Case 4: This final case is proved in much the same way as the previous cases. We simply take
\begin{equation}P=\left( \begin{array}{cccc} 1 & 0 & 0 & 0 \\ 0 & 0 & 1 & 0 \\ 0 & 1 & 0 & 0 \\ 0 & 0 & 0 & 1 \\ \end{array} \right)\end{equation}
and the logical train of thought will lead us to
\begin{equation} S_1=(B^{'}-A^{'}{C^{'}}^{-1}D^{'})^{-1}(U^{'}A^{'}{C^{'}}^{-1}-A^{'}{C^{'}}^{-1}U^{'})C^{'} \end{equation}
(where $C^{'}$ is matrix we assumed was invertible). Thus, there exists non-trivial $U$ such that $\det(S_0)=0$.
Case 5 and Case 6: These cases will be proved in a different manner than the previous cases.
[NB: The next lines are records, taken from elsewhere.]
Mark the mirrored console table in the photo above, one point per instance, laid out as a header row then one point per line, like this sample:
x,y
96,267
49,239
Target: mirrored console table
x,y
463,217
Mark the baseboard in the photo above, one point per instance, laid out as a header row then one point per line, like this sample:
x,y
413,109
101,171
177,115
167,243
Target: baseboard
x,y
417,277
Simply note that
\begin{equation}\left( \begin{array}{cc} Q_0 & R_0 \\ S_0 & T_0 \\ \end{array} \right)=M^\dagger \left(I_2\otimes \left( \begin{array}{cc} 1 & 0 \\ 0 & e^{i\tau} \\ \end{array} \right)\right)M=\left( \begin{array}{cc} A & \hat{0} \\ \hat{0} & B \\ \end{array} \right)\end{equation}
\begin{equation}\left( \begin{array}{cc} Q_1 & R_1 \\ S_1 & T_1 \\ \end{array} \right)=M^\dagger \left(\left( \begin{array}{cc} 1 & 0 \\ 0 & e^{i\tau} \\ \end{array} \right)\otimes I_2\right)M=\left( \begin{array}{cc} C & \hat{0} \\ \hat{0} & D \\ \end{array} \right) \end{equation}
for some $2\times 2$ unitary $A,B,C,D$. In both cases, it is obvious that $S_0=S_1=\hat{0}$ for all angles $\tau$. Since these clearly have determinant $0$, we are done.
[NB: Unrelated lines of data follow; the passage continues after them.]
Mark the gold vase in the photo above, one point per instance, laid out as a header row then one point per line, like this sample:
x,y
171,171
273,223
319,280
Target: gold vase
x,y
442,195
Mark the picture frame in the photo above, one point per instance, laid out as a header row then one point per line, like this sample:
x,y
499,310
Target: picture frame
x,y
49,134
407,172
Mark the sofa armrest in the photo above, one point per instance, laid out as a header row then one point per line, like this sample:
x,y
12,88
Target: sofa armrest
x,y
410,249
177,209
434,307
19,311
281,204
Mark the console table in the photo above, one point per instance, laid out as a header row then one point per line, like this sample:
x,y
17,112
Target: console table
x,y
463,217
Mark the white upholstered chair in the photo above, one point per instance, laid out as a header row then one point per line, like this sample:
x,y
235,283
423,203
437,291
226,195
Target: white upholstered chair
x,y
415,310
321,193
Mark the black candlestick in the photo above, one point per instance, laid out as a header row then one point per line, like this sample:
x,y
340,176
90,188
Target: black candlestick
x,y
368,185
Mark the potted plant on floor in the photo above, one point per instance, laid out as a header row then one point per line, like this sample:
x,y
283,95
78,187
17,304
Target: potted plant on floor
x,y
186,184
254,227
Having completed our casework, we may now begin the final portion of the proof. Let $M$ be an arbitrary $4\times 4$ unitary matrix. From our casework above, we know there exists a non-trivial matrix $U$ such that either $S_0$ or $S_1$ is non-invertible. Assume it is $S_0$ (the logic is exactly the same in the case of $S_1$). Then by definition there exists $\alpha,\beta\in\mathbb{C}$ such that
\begin{equation} S_0\left( \begin{array}{cc} \alpha \\ \beta \\ \end{array} \right)=\left( \begin{array}{cc} 0 \\ 0 \\ \end{array} \right) \end{equation}
and that $|\alpha|^2+|\beta|^2=1$. Then we have that
\begin{equation}M^\dagger (U\otimes I_2)M\left( \begin{array}{cccc} \alpha\\ \beta\\ 0 \\ 0 \\ \end{array} \right)=\left( \begin{array}{cc} Q_0& R_0 \\ S_0& T_0 \\ \end{array} \right)\left( \begin{array}{cccc} \alpha\\ \beta\\ 0 \\ 0 \\ \end{array} \right) \end{equation}
However, from our definition of $\alpha$ and $\beta$, this simplifies to
\begin{equation} = \left( \begin{array}{cccc} \tau\\ \delta\\ 0 \\ 0 \\ \end{array} \right)\end{equation}
for some $\tau,\delta\in\mathbb{C}$.